Quand le chauffeur de Mark arrive, je soulève Max pour aller l’installer dans la voiture. Je demande à Irma d’emmener ses sœurs. Je fais une dernière fois le tour de la maison, puis ferme en prenant, notre bagage à main et mon sac à main. Rien d’autre. Nous montons en voiture. C’est dans le plus grand calme que nous arrivons à l’aéroport. Dès que nous avons enregistré, mon cœur se calme. Laïka me demande où nous allons. Je lui réponds qu’elle le saura bien vite. Irma me dit alors :

- Est-ce que je serai de retour demain pour aller au village avec les autres ?

Je la regarde et lui dis :

- Vous êtes vraiment bavardes, ce matin !

Et c’est tout !

 

Quand nous arrivons à Libreville, Mark nous emmène prendre un petit-déjeuner à l’hôtel Le Tropicana. Nous revenons et à 10h, sommes tranquillement installées dans ce vol Air France qui nous enlève à notre terre. Les yeux de Laïka sortent alors de leurs orbites quand elle apprend que nous allons en France. Irma me murmure alors dans l’oreille :

- Papa va dire que j’étais complice avec toi !

Je lui souris et dis :

- Mais, non, tu inquiètes ! Je me charge de ton père.

Annélie n’a pas de mot. Je ne parviens pas à lire l’expression sur son visage. Je pense qu’elle suit simplement le mouvement. Quant à Max, du haut de ses 5 ans, il s’est endormi sitôt que nous l’avons installé côté hublot, dans l’avion.

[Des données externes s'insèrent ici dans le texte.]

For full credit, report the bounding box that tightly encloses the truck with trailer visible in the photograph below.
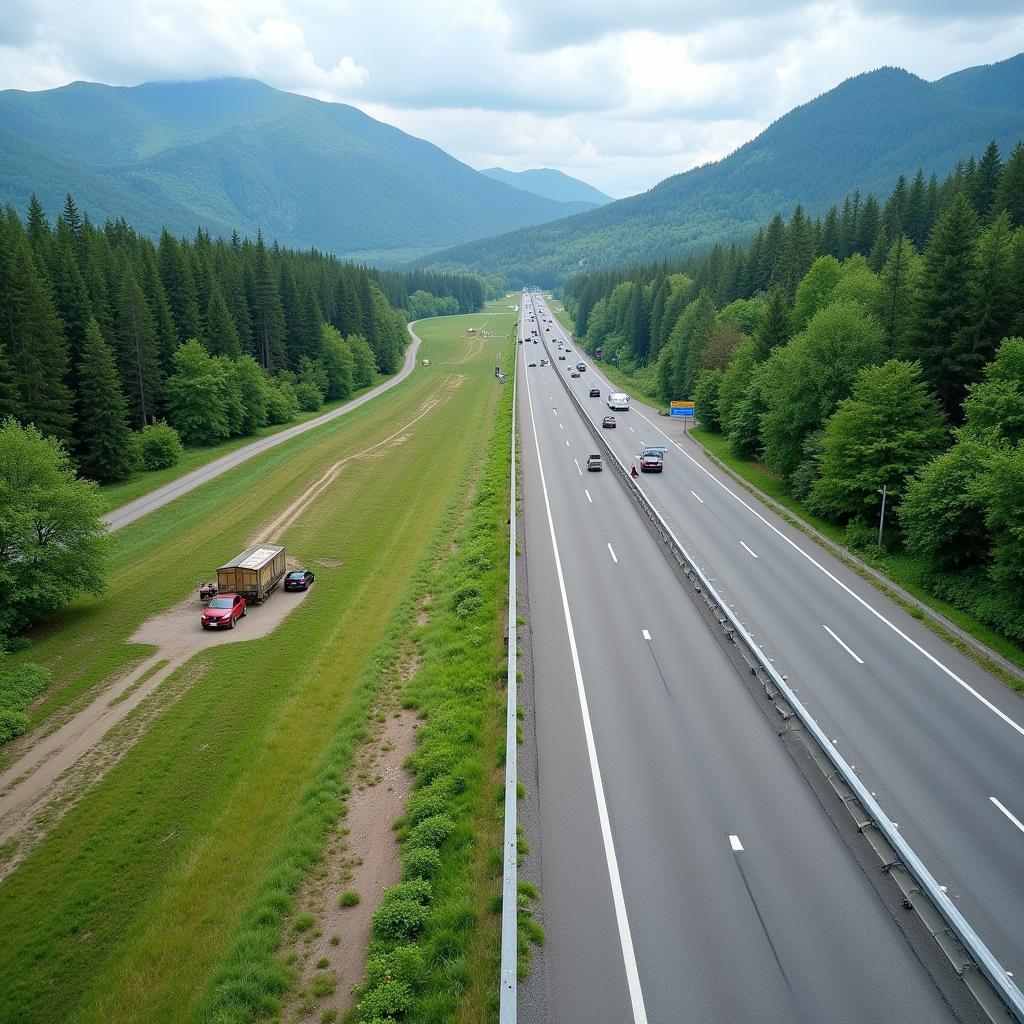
[217,544,287,604]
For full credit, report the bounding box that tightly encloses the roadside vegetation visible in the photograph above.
[0,312,511,1022]
[566,142,1024,665]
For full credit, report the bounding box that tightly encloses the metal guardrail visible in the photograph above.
[498,317,522,1024]
[540,323,1024,1024]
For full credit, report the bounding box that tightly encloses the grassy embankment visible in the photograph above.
[99,374,389,509]
[0,307,508,1022]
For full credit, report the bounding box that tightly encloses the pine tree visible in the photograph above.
[971,209,1019,364]
[206,282,242,359]
[78,318,136,483]
[114,258,164,427]
[911,193,982,423]
[754,288,790,362]
[874,234,918,355]
[158,228,203,338]
[0,209,72,438]
[971,139,1002,223]
[252,232,285,373]
[992,141,1024,227]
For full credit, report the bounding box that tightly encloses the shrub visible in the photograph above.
[371,893,427,942]
[137,420,184,469]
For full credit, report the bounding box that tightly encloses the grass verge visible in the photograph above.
[690,427,1024,691]
[0,317,512,1024]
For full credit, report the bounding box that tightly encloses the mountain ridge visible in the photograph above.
[0,78,593,265]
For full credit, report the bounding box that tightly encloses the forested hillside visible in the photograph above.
[0,79,593,265]
[422,54,1024,286]
[0,196,483,482]
[565,142,1024,644]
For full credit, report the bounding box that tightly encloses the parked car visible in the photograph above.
[200,594,246,630]
[285,569,315,590]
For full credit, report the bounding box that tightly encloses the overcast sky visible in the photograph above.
[0,0,1024,197]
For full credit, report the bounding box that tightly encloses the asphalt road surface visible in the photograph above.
[519,299,951,1024]
[103,322,420,531]
[530,301,1024,991]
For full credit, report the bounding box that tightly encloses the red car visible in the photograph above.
[200,594,246,630]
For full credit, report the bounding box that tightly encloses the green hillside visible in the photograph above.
[480,167,613,205]
[0,79,593,264]
[423,55,1024,285]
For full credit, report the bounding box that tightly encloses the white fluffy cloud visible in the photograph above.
[0,0,1024,196]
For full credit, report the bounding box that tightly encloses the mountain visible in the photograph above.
[480,167,613,205]
[424,54,1024,285]
[0,79,593,264]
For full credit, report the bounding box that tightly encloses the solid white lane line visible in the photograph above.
[821,623,864,665]
[526,321,647,1024]
[622,399,1024,736]
[988,797,1024,831]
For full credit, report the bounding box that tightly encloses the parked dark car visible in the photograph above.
[285,569,315,590]
[200,594,246,630]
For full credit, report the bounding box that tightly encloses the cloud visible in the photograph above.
[0,0,1024,196]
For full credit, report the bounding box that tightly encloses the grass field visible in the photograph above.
[99,374,388,509]
[0,303,513,1024]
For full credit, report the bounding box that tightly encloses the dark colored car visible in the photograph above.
[285,569,315,590]
[200,594,246,630]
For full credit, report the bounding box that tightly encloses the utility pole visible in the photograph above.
[879,483,889,548]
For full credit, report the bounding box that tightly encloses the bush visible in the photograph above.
[371,893,427,942]
[137,420,184,469]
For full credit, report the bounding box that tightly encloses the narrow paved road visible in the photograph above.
[519,299,952,1024]
[103,321,420,531]
[531,300,1024,978]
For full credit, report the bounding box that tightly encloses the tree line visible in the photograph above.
[0,195,482,482]
[565,142,1024,643]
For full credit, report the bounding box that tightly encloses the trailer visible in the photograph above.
[217,544,287,604]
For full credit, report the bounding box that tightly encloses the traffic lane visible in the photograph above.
[557,352,1024,973]
[103,331,420,532]
[519,348,631,1022]
[524,350,948,1021]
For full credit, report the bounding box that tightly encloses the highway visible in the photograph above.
[517,299,954,1024]
[103,321,420,532]
[529,301,1024,991]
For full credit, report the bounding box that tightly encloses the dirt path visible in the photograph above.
[0,591,308,877]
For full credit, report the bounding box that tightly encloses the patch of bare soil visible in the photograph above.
[283,652,420,1021]
[0,591,308,871]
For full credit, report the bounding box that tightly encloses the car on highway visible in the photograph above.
[640,444,665,473]
[285,569,315,590]
[200,594,246,630]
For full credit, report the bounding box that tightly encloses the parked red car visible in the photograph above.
[200,594,246,630]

C’est la première fois que mes quatre enfants quittent le Gabon. Je crois que Fulbert Poulangoye ne m’en voudra pas si Max n’est pas du voyage vers les USA avec ses autres enfants ! Quant à Émile Boussougou, il pourra toujours m’insulter mes aïeux avec, mais jamais il n’aura le courage de me dire quoi que ce soit, en face !

Mes trois filles sont assises l’une à côté de l’autre. Max est assis côté hublot. Je suis au milieu entre Mark et lui. La vie est belle ! Le reste suivra.